O trabalho dos fixers tornou-se tão importante que em vários países eles se organizam em grupos, com sites apresentando os serviços. Há ainda uma plataforma global, a World Fixer, criada para conectar contratantes e contratados, com mais de 100 brasileiros listados.

Os mais requisitados têm seus próprios sites. No Brasil é comum ajudarem jornalistas estrangeiros na Amazônia, no Pantanal e em áreas urbanas violentas. Mas nem todos ficam felizes nessa troca.

O tratamento desigual aos fixers foi examinado em uma pesquisa realizada em 2020 por Peter Klein, professor de Jornalismo da University de British Columbia. Foram ouvidos mais de 450 jornalistas de 71 países, sendo o Brasil um deles. Mais de 75% dos fixers disseram raramente receberem crédito por sua contribuição.

Tragédias na guerra da Ucrânia expõem desigualdades no jornalismo internacional
Foto: Pixabay

“Pessoas morenas com sotaque engraçado”

Um dos entrevistados no Brasil disse: “Os correspondentes estrangeiros ainda nos consideram ‘pessoas morenas com sotaque engraçado’. Embora eu tenha feito reportagens importantes e ousadas, é uma luta conseguir crédito. Enquanto isso, essas ‘crianças’ brancas − anos mais jovens − aparecem sozinhas nos créditos”.

Há também o aspecto trabalhista. A jovem ucraniana, encantada com a chance de trabalhar para uma rede americana e colaborar para levar ao mundo as atrocidades em seu país, pode não ter exigido proteções que jornalistas da casa teriam em uma fatalidade.

Essas disparidades foram estudadas também pela pesquisadora de mídia americana Lindsay Palmer, que em 2019 publicou o livro The Fixers. Local News Workers and the Underground Labor of International Reporting.

A escolha da expressão “underground labor” revela o abismo entre as classes distintas de profissionais que atuam em jornalismo internacional.

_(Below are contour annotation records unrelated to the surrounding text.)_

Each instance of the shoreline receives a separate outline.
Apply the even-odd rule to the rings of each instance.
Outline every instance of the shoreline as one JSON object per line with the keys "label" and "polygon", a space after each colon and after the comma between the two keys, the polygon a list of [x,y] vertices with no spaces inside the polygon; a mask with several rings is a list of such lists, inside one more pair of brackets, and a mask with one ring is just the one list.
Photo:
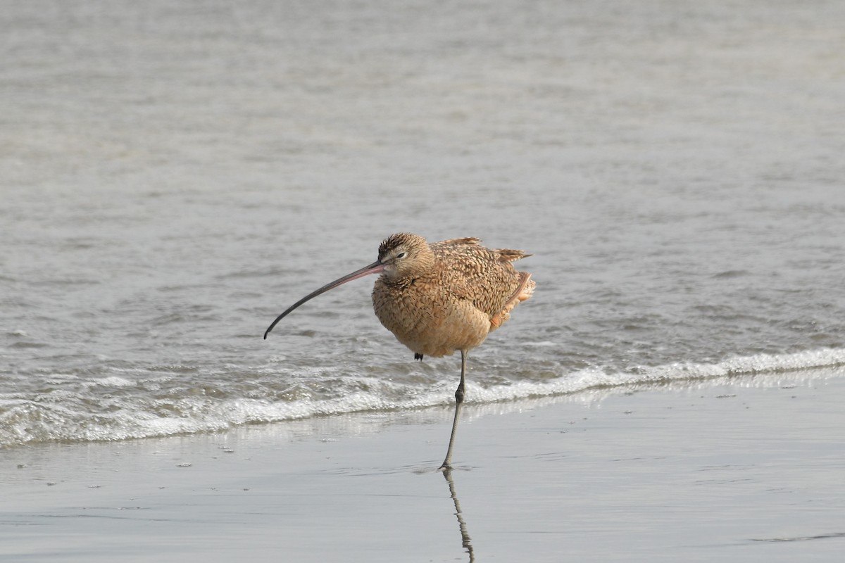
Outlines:
{"label": "shoreline", "polygon": [[469,403],[450,474],[450,408],[22,446],[0,556],[832,561],[843,401],[828,369]]}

Muitos freelances estão arriscando a vida na Ucrânia para oferecer conteúdo a empresas de mídia de seus países, igualmente sem proteção de grandes organizações. O caso dos fixers, no entanto, é diferente. Eles fazem parte da equipe de uma empresa de mídia, ainda que de forma temporária. Talvez a guerra da Ucrânia lance luz sobre o tratamento mais igualitário a eles.